Ossipee — June 24, 2012 — An updated report commissioned by the Freedom-based non-profit Ossipee Lake Alliance found that the State of New Hampshire is funding only 11 percent of the total cost of invasive milfoil control measures.
Ossipee Lake Alliance director Bob Reynolds gave a presentation, “Controlling Milfoil and Other Invasive Species: How Are We Going to Pay for It,” during the group’s annual Lake Representatives Forum at the Ossipee Town Hall Saturday morning. About 50 people attended, including State Reps. Harry Merrow, R-Ossipee, and Mark McConkey, R-Freedom, as well as members of the region’s lake associations and the Freedom and Ossipee conservation commissions.
Reynolds said the survey update was intended to estimate how much was spent to control variable milfoil infestations in New Hampshire water bodies each year from 2009 to 2011, to identify funding sources, and to find out what measures worked and which ones failed. For the update to last year’s report, OLA collected data on 43 of 63 lakes — or 68 percent — regarding 2011 funding and expenditures.
Total expenditures for milfoil control rose from $745,000 in 2010 to $794,000 in 2011, more than triple the $250,000 spent in 2009, according to the survey. Of the $794,000 spent in 2011, the State’s portion was $90,000; municipalities raised $347,000, and $357,000 was raised by private groups, individuals and businesses.
“In private funding, I see some really innovative things people are doing to raise money, like bake sales, yard sales, dive parties and direct mail. One group even has a gambling night. There are a lot of different approaches to bringing in money,” said Reynolds.
An effort to increase State funding for milfoil control by raising boat registrations fee by $10 each failed in the Legislature in 2010.
“There’s no money. ‘Tax’ and ‘fee’ are dirty three-letter words,” Reynolds said. “The bill was pretty much dead on arrival.

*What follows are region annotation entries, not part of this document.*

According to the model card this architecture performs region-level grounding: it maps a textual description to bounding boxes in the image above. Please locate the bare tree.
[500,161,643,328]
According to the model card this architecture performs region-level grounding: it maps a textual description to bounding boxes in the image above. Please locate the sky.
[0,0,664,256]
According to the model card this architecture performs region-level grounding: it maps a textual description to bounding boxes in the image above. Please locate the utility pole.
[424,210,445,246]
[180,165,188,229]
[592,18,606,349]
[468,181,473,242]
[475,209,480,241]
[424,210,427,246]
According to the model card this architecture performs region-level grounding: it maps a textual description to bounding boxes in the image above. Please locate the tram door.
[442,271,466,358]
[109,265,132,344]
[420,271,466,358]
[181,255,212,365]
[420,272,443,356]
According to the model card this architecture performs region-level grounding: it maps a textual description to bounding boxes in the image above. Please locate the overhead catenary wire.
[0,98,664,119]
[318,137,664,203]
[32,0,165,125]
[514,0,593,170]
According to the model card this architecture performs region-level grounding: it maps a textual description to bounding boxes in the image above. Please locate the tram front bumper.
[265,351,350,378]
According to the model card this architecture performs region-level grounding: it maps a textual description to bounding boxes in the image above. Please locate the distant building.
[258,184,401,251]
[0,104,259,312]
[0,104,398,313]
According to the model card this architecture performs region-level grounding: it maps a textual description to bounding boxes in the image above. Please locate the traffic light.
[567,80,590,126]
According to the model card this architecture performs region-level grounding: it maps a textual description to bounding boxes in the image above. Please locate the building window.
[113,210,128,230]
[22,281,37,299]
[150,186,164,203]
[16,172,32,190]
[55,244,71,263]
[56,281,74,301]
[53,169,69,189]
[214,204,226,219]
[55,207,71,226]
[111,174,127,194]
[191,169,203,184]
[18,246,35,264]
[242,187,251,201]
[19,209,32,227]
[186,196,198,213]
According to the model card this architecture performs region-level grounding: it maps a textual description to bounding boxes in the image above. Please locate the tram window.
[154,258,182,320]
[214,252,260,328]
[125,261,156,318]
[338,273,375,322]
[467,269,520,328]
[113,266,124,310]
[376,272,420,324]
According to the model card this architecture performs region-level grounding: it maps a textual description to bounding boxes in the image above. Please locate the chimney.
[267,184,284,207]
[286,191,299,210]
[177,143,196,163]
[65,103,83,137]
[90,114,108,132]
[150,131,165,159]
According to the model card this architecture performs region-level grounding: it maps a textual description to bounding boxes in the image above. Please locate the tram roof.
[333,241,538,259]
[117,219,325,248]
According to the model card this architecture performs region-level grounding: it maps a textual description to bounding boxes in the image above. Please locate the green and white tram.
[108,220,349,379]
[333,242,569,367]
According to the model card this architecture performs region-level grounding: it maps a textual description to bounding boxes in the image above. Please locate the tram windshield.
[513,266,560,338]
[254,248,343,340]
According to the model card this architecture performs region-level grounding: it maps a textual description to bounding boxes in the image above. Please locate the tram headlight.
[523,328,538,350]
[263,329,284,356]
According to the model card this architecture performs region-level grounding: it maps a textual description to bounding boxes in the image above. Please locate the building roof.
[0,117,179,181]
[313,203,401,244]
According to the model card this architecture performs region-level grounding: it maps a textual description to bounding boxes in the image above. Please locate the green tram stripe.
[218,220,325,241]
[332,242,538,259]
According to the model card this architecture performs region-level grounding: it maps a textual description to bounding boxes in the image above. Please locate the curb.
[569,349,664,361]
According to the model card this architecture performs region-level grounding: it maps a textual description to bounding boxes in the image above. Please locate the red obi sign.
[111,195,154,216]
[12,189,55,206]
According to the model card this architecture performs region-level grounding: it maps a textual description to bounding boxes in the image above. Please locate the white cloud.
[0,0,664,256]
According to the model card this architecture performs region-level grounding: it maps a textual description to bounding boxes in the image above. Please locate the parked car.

Nobody was going to raise any fees,” he added.
“It might be time to try this again. I haven’t found anyone who said ‘No, I won’t register my boat,’ if the fee went up $10,” Reynolds said.
The state Department of Environmental Services Exotic Species Program, funded by $7.50 from each New Hampshire boat registration, allocates, per statute, $4 for prevention and research; $3 for administration, education, supplies and milfoil control; and 50 cents for the Clean Lakes Program. From 2009 to 2011, NHDES funding increased 50 percent overall and helped fund 31 projects in 2011. However, funding dropped from 24 percent in 2009 to 11 percent in 2011 for total funding for milfoil control. Reynolds said NHDES has only one Diver Assisted Suction Harvesting unit with two divers available for part-time performance of milfoil control activities.
Aside from spending levels, the survey found that 48 percent of communities with milfoil-infested water bodies are not doing anything to control the weed. On top of that, 10 of 11 milfoil-infested rivers are not monitored or managed by towns or groups.